Affects Version/s: None
Fix Version/s: None
We copied hbase file data (root/meta/tables) from one hdfs cluster to another, scrubbed it, and then attempted to start the new cluster. We noticed that META on the original cluster was being modified with server entries from the new cluster.
Its contrived but here is how it happened.
First we copied all the data. Then we "scrubbed" META – we removed all region serverinfo cols that pointed to nodes on the original cluster. When we started the new cluster, it picked a RS to serve ROOT. Since we had scrubbed meta, then the new cluster's master attempted to assign regions to other region servers on the new cluster. From the code's point of view this all succeeeded – zk went through transitions, according to the master they were assigned. However, we started seeing NotServingRegionExceptions on the original cluster.

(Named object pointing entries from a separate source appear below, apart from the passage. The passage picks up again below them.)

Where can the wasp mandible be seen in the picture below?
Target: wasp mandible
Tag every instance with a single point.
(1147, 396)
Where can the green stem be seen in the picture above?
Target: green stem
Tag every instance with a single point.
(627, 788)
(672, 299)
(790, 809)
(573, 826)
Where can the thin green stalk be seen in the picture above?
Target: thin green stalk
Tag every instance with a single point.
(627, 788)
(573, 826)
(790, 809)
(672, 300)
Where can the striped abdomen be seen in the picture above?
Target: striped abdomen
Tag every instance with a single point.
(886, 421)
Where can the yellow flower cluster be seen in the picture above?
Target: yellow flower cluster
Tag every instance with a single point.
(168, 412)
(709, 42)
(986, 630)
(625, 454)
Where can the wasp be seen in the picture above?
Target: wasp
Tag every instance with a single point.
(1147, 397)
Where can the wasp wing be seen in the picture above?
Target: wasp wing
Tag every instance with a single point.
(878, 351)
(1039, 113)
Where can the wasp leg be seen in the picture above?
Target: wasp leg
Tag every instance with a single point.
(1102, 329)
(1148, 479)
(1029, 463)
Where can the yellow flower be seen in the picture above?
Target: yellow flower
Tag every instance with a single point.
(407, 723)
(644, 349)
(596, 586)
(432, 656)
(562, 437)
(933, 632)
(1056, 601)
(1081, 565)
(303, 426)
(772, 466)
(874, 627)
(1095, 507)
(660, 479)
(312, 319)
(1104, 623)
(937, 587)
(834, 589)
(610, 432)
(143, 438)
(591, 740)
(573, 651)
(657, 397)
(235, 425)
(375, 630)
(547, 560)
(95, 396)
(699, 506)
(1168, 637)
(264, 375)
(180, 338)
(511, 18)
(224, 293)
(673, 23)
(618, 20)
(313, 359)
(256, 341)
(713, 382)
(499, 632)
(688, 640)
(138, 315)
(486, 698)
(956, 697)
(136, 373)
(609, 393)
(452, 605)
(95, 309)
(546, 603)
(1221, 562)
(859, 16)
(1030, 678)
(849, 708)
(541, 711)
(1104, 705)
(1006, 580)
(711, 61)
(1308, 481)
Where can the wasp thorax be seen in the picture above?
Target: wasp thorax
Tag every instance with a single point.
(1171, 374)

The root cause is that ROOT was not scrubbed. The new cluster assigned the copy of ROOT to a new cluster RS. Now, when the new cluster attempted to modify META, it would read the old ROOT's serverinfo pointer go to the old cluster's regionserver. The old cluster's regionserer just so happened to be still serving META, so the old cluster's META server gladly accepted the assignments that included the new cluster's regionserver names.
At this point we brought down the new cluster (it was getting killed). Clients on the old cluster would now go to zk,root,meta, and get pointers to the new cluster. NSRE's happened. Unhappyness.
Long story short, we should have some mechanism to make sure that region assignments should be only allowed edit META hosted on the same cluster.